Yanıt basit: Senin, benim, yani hepimizin!
Ama gelin görün ki, bu gerçek, bazılarının işine gelmiyor.
Kıyı Kanunu’nun 1. maddesi açık: "Kıyılar, Devletin hüküm ve tasarrufu altında olup, herkesin eşit ve ücretsiz kullanımına açıktır." Yani, hiçbir özel işletme, hiçbir şahıs, hiçbir "VIP alan" yaratma hakkına sahip değil. Peki neden hâlâ her yaz, sahillerimiz birer "paralı asker" gibi nöbet tutan beach club’larla kuşatılıyor?
***
Deniz zaten orada.
Kum zaten orada.
Güneş zaten orada.
Peki neyin parasını ödüyoruz? "Sizi engellemememizin bedeli" mi?
Türkiye’de en büyük ironi, kıyıların halka ait olduğunu halkın bilmemesi.
Medya hep lüks plajları gösteriyor.
Belediyeler denetim yapmıyor.
Vatandaş "Yok artık, bedava giremem!" diye kendini kandırıyor.
Oysa hiçbir beach club, size "buraya giremezsin" diyemez.
Şezlong kullanmaz, işletmenin hiçbir imkanından faydalanmazsınız…
Ama havlunuzu serer, kumsalda güneşlenir, denize girersiniz.
Fakat ayıp olur korkusu, “Abi adamlar düzen kurmuş, ben mi bozacağım? Başım belaya girer” paranoyası…

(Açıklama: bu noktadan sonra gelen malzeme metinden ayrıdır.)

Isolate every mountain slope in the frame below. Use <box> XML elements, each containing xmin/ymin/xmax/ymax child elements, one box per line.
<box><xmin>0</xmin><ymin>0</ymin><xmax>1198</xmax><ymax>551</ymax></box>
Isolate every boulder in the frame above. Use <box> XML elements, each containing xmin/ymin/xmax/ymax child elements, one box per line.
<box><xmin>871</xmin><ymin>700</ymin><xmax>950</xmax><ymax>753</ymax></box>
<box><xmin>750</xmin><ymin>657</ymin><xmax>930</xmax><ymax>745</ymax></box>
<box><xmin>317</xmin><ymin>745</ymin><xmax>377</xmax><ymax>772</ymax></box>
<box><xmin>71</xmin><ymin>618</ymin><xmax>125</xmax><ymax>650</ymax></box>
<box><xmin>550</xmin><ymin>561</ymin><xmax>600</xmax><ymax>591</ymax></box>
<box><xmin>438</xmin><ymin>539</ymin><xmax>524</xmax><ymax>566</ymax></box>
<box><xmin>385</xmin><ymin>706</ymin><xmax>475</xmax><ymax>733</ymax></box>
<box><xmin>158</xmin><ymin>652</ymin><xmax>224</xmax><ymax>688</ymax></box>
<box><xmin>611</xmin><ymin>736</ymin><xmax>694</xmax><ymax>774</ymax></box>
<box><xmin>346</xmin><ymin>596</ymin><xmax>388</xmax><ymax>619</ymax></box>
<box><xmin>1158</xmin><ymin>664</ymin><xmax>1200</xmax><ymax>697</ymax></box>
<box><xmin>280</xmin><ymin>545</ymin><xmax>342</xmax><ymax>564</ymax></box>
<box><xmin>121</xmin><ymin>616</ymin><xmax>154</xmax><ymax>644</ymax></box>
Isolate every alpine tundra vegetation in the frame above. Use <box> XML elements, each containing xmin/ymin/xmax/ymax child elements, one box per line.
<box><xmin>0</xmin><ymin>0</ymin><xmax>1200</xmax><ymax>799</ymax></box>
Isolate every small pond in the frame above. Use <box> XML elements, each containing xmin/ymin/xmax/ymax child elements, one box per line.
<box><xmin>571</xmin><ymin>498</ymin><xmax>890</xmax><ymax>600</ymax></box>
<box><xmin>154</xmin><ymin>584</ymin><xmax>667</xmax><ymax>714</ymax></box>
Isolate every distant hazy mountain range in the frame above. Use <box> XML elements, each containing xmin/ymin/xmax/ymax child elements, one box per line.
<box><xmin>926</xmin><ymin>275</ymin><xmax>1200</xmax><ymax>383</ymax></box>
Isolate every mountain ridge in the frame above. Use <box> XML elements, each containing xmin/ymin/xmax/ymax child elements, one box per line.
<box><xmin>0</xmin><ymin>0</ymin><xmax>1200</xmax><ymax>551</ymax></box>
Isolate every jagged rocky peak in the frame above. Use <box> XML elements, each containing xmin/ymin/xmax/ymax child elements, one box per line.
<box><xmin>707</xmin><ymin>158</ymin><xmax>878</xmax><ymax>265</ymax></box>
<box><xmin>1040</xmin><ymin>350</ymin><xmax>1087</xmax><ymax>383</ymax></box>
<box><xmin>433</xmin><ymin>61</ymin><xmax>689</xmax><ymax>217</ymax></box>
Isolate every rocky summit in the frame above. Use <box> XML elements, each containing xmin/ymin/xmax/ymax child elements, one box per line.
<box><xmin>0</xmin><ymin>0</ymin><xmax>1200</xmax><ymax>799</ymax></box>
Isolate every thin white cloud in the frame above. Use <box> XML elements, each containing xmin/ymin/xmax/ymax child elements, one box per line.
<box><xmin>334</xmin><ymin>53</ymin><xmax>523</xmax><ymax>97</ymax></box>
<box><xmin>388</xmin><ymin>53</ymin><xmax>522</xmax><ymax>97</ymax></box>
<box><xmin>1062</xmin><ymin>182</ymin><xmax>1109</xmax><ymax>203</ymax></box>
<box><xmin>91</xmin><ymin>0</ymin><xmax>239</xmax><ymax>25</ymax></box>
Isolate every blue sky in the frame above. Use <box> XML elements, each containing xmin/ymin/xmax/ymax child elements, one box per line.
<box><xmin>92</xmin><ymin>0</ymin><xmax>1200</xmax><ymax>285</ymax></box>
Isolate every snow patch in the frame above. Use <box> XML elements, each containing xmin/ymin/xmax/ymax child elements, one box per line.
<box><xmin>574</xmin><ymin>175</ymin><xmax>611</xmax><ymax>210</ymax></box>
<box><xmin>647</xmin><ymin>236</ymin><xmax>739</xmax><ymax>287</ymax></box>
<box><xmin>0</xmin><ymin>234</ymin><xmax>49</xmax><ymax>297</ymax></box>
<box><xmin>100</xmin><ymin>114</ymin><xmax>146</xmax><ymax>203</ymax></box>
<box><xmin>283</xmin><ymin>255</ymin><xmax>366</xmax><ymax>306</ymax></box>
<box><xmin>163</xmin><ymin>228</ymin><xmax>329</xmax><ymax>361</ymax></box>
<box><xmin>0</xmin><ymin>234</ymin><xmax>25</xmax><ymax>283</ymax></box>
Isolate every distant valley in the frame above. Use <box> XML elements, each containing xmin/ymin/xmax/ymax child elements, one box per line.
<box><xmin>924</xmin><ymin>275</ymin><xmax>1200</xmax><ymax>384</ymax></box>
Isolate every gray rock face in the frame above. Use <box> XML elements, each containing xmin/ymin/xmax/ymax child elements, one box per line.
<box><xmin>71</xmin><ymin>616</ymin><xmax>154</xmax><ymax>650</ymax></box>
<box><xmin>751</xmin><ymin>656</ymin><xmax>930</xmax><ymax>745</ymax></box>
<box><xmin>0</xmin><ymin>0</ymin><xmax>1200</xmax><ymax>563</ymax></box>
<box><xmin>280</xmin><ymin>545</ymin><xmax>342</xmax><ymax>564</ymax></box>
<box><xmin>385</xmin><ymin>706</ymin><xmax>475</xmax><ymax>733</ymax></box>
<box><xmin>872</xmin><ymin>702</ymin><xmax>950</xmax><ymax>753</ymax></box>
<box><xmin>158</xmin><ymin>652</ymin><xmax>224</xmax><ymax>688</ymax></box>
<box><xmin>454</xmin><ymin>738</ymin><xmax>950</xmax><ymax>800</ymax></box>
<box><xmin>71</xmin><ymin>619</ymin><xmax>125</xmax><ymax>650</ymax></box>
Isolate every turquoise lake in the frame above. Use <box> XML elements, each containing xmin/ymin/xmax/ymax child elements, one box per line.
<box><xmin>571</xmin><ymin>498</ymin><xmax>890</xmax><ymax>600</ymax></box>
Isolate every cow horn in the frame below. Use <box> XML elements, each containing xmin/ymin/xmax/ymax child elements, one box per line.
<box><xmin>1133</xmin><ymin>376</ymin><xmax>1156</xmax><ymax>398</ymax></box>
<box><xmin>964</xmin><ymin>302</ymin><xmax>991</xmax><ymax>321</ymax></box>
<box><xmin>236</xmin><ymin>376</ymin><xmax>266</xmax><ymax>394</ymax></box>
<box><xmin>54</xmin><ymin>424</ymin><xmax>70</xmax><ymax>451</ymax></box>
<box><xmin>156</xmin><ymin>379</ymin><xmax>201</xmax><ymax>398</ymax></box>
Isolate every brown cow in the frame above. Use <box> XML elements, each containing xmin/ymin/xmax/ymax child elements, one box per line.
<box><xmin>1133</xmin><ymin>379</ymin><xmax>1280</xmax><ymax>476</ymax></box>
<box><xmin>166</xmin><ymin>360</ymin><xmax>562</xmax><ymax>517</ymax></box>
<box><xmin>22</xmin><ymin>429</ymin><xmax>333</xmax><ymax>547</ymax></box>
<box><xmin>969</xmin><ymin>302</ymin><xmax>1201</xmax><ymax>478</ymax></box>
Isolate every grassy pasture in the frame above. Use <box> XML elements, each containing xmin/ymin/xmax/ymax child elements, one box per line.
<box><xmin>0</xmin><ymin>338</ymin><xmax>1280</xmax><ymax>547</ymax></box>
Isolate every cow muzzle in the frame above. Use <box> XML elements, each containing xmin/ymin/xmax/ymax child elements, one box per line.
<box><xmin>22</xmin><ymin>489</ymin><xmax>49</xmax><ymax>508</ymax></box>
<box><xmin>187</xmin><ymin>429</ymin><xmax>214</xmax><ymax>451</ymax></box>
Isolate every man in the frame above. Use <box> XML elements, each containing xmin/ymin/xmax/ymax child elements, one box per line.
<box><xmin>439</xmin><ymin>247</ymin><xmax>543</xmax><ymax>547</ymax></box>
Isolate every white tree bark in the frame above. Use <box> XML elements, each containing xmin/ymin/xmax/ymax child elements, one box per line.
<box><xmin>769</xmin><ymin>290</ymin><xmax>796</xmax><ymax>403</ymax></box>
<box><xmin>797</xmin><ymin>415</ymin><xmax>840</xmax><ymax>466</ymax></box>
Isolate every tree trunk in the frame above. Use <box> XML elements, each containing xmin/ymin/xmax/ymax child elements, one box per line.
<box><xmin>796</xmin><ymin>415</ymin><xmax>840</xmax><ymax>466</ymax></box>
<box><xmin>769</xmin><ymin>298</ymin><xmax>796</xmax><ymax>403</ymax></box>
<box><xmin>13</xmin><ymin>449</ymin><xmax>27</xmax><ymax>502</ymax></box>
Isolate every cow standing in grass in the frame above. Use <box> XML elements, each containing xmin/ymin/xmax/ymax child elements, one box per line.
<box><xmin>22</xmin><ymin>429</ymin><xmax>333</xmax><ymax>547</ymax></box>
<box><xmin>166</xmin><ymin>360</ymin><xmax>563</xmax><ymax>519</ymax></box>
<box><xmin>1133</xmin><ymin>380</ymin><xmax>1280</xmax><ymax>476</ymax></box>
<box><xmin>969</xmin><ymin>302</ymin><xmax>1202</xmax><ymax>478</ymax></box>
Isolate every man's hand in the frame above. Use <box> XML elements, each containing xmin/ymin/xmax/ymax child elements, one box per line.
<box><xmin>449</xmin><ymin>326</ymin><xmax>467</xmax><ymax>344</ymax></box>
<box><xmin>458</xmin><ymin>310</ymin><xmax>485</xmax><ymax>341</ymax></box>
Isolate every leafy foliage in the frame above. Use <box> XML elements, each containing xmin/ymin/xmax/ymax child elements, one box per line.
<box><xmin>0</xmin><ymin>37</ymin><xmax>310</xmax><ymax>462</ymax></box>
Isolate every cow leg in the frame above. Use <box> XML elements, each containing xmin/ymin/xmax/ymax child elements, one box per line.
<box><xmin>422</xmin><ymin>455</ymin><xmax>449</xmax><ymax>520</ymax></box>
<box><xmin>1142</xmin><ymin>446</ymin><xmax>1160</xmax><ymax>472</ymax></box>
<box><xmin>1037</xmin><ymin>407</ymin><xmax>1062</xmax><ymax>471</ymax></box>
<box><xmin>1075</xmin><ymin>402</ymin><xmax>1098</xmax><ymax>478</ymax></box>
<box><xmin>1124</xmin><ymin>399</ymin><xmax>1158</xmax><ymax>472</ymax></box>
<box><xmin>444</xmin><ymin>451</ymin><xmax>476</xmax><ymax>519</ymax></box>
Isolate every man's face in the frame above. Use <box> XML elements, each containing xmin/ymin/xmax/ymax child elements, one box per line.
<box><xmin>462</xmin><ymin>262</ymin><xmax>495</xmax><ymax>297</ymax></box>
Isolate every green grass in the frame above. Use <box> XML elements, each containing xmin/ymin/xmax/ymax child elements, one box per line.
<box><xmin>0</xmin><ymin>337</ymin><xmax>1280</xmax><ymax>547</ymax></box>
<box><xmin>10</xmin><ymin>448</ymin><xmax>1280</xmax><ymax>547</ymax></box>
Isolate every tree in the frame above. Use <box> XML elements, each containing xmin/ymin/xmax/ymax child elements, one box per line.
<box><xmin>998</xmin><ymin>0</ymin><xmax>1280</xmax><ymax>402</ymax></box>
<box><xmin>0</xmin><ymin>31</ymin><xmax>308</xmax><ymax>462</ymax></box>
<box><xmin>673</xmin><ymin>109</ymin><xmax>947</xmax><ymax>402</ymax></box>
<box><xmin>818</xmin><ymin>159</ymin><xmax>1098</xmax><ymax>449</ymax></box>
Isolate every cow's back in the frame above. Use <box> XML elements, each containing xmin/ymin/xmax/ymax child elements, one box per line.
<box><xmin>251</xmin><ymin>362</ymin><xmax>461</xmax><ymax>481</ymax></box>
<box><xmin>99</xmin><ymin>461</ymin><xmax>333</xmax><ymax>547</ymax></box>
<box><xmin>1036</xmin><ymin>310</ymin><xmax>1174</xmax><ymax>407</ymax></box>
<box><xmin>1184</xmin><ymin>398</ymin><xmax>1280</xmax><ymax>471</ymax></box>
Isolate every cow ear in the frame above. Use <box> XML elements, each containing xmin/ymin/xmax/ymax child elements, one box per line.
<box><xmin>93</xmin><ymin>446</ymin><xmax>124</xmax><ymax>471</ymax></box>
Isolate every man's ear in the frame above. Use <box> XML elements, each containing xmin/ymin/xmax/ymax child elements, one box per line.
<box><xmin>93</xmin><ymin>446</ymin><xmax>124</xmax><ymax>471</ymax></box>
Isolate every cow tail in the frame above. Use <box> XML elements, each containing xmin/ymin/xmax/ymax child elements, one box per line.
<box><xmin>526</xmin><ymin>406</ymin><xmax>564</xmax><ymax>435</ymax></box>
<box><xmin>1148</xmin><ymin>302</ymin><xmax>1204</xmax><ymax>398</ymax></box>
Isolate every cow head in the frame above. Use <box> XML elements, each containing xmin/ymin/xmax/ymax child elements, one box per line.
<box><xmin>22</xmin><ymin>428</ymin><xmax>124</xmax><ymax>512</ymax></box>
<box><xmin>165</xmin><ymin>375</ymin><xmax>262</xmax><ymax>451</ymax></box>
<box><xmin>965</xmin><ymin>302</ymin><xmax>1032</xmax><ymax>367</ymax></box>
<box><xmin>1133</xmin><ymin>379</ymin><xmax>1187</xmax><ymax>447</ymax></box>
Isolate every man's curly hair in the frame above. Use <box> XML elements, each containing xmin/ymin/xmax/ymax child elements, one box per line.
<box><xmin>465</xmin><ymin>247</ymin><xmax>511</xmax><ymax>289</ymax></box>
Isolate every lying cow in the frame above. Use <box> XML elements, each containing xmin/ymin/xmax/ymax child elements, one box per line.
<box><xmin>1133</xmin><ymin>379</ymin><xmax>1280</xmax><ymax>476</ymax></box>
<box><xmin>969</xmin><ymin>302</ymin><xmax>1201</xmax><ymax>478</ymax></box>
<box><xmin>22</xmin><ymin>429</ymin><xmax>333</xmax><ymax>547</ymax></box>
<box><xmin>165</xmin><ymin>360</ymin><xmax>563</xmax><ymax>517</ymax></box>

Herkes ödüyor, sürü psikolojisi…
***
Kıyı Kanunu Madde 43: "Kıyılar üzerinde hiçbir yapı inşa edilemez, kamu yararı dışında kullanılamaz."
Anayasa Madde 43: "Sahiller, Devletin yetkisinde olup, özel mülkiyete konu olamaz."
Peki ne yapmalı?
“Ücretli giriş" tabelası gördüğünüz yere, "Kıyı Kanunu’na göre burası halka açık, giriş serbesttir" diye ısrar edin.
Şikâyet edin: Çevre Şehircilik Bakanlığı’nın ALO 181 hattı var.
Sosyal medyada paylaşın: "Bu plaj halka açık, neden para istiyorsunuz?" diye sorun.
***
Madem gençler haklarını aramak için artık sokağa döküldü o zaman önce haklarını bilenler bu kıyıları da geri alacak!
Eğer bir gün bir kişi çıkıp bir beach club’a, “Ben yasal hakkımı kullanıyorum” derse yarın bin kişi onu takip eder.
Gençler unutmayın:
Deniz bedava…
Kum bedava…
Güneş bedava…
Sadece cesaretiniz eksik!
Havlunu al, istediğin sahile yürü! Kimse seni durduramaz!